Mark William Lewis at The White Hotel
Johnny James, Managing Editor
Not much is known about Mark William Lewis. Like his closest contemporary Dean Blunt, he operates in the shadows of London’s underground scene, leaving few breadcrumbs for fans or press to follow. And yet he’s one of the capital’s most hyped artists, his skeletal and introspective indie rock celebrated by the likes of Pitchfork and Fader.
Following two EP’s (Pleasure Is Everything and God Complex), Lewis dropped his first album, Living, in 2023. Like the man himself, it’s a tricky thing to pin down. The lyrics are emotional but evasive, like a soul-bearing diary entry half scrubbed out. The music is just as elliptical, with spaced-out, warped guitars drenched in reverb and delays, and bass lines that feel unmoored, threatening to drift off at any moment.
But this the ambiguity kind of feels like the point; the unanswered questions only make you want to keep on searching. And it feels like you’re searching right there with Lewis, who comes across lost in thought while his weighty, creaking voice probes questions about life and death.
Songs like ‘Enough’ and ‘Simple Passion’ sound wistfully heartbroken as they explore themes of alienation, intimacy and the toll of interpersonal turmoil.
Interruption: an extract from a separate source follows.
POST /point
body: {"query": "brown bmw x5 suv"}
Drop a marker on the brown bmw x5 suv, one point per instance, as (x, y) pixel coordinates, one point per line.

The music underneath is heavy on repetition and refraction, with melodic ideas that spiral away from themselves, as if searching for their own unattainable answers.
It feels like all these ellipses and question marks should make for a frustrating listen, but when you embrace the mist that Lewis casts himself within, it’s strangely addictive.
A former mechanics workshop in the shadows of Strangeways, The White Hotel’s the perfect venue for a gig like this, with support coming from another hyped – and no less enigmatic – name on the London seen, Great Area.